A cette fin, ils n'ont pas beaucoup d'autre choix, face à l'hostilité de la "seule superpuissance du globe", que d'employer une politique étrangère sophistiquée de contre-encerclement. Après tout, l'Iran est maintenant complètement encerclé par les bases américaines de l'après-11 septembre, en Afghanistan, en Asie Centrale, en Irak et dans les Etats du Golfe. Il se retrouve face à l'armée des Etats-Unis sur ses frontières avec l'Afghanistan, l'Irak, le Pakistan et le Golfe Persique et il vit avec des sanctions économiques toujours plus rigoureuses, ainsi que sou le roulement de tambour continu des menaces de l'administration Bush impliquant de possibles attaques aériennes sur les installations nucléaires iraniennes (et probablement d'autres).

La contre-offensive iranienne aux sanctions et à sa diabolisation en tant qu'Etat voyou ou paria a été de développer une politique étrangère tournée vers l'Est qui, en elle-même, est un défi à l'hégémonie énergétique américaine dans le Golfe. Cette politique a été menée avec une grande habileté par le ministre des affaires étrangères, Manouchehr Mottaki, qui a été éduqué à Bangalore, en Inde. Tandis qu'il se concentre sur des accords énergétiques massifs avec la Chine, l'Inde et le Pakistan, l'Iran regarde aussi vers l'Afrique et l'Amérique Latine. A la grande horreur des néocons américains, une liaison aérienne intercontinentale de l' "axe du mal" existe déjà - un vol commercial hebdomadaire Téhéran/Caracas, via Iran Air.

La portée diplomatique (et énergétique) de l'Iran est désormais frappante. Lorsque j'étais en Bolivie cette année, j'ai été informé d'une excursion que l'ambassadeur iranien auprès du Venezuela avait faite avec l'avion du président bolivien, Evo Morales. Il a été rapporté que l'ambassadeur a proposé à Morales "tout ce qu'il voulait" en compensation de "l'impérialisme américain".
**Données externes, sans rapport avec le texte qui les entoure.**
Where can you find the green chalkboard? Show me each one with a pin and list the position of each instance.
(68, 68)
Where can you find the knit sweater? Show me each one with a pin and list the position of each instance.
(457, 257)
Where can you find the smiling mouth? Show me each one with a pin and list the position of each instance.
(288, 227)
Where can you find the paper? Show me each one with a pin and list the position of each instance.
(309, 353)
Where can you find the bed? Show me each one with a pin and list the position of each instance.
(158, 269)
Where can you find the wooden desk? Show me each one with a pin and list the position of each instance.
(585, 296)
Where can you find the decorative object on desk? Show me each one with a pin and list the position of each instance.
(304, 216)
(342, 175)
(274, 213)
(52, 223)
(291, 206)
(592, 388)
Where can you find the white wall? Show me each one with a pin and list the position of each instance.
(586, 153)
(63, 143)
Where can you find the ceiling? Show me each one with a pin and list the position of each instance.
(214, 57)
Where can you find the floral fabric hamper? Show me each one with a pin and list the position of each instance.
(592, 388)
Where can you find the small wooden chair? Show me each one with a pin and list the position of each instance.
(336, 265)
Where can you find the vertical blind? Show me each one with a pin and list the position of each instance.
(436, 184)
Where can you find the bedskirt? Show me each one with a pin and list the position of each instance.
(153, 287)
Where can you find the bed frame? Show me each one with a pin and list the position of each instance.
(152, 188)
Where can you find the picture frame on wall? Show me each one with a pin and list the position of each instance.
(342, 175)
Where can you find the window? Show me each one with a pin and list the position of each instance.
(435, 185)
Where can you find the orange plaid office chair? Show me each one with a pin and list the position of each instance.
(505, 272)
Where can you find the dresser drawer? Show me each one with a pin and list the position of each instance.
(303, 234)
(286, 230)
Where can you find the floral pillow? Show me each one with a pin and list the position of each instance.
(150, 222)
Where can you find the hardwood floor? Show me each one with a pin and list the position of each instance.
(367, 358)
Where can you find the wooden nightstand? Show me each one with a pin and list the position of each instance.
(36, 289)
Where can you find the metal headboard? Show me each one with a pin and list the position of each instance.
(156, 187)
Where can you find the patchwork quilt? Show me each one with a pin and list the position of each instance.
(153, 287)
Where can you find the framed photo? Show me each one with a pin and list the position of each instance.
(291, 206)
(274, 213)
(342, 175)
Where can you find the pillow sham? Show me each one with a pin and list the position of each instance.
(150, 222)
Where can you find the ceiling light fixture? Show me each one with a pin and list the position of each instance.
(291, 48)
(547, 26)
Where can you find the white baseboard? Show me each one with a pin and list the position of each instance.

Pendant ce temps, une concurrence féroce sur l'énergie se développe entre les Turcs, les Iraniens, les Russes, les Chinois et les Américains - tous misant sur les futures routes commerciales qui seront cruciales alors que le pétrole et le gaz naturel couleront à flot d'Asie Centrale.

En tant qu'acteur, l'Iran essaye de se positionner comme l'Etat-bazar inévitable dans une nouvelle Route de la Soie alimentée par le gaz et le pétrole - la colonne vertébrale d'un nouveau quadrillage asiatique pour la sécurité énergétique. Voilà comment l'Iran pourrait retrouver une partie de la prééminence dont il a bénéficié à l'époque lointaine de Darius, le Roi des Rois. Et c'est la principale raison pour laquelle les néo-Guerriers de la Guerre Froide, les néo-sionistes, les impérialistes de salon, tous ceux mentionnés plus haut, piquent une telle crise collective - et à la fois menaçante.

3. Que fait Ahmadinejad ?

Depuis les premiers jours où l'ancien président iranien, Mohammed Khatami, a suggéré un "dialogue des civilisations", les diplomates iraniens ont répété sans cesse la position officielle sur le programme nucléaire iranien : il est pacifique. L'AIEA n'a trouvé aucune preuve d'un développement militaire de l'énergie nucléaire. Le leadership religieux s'oppose aux armes atomiques et l'Iran - contrairement aux Etats-Unis - n'a envahi personne ou attaqué de nation pendant les quatre derniers millénaires.

Pensez à George W. Bush et au président iranien Mahmoud Ahmadinejad comme s'ils étaient les nouveaux Blues Brothers : ils croient tous les deux qu'ils sont missionnés par Dieu. Tous deux sont des fondamentalistes religieux. Ahmadinejad croit avec ferveur dans le retour imminent du Mahdi, le messie chiite, qui a "disparu" et qui est resté caché depuis le neuvième siècle. Bush croit avec ferveur à l'apocalypse et au retour de Jésus Christ. Mais seul Bush, malgré ses invasions actuelles et ses menaces constantes, a une (sorte) de laissez-passer de la part de la machine idéologique occidentale, tandis qu'Ahmadinejad est dépeint comme un Hitler croyant dans un nouvel Holocauste.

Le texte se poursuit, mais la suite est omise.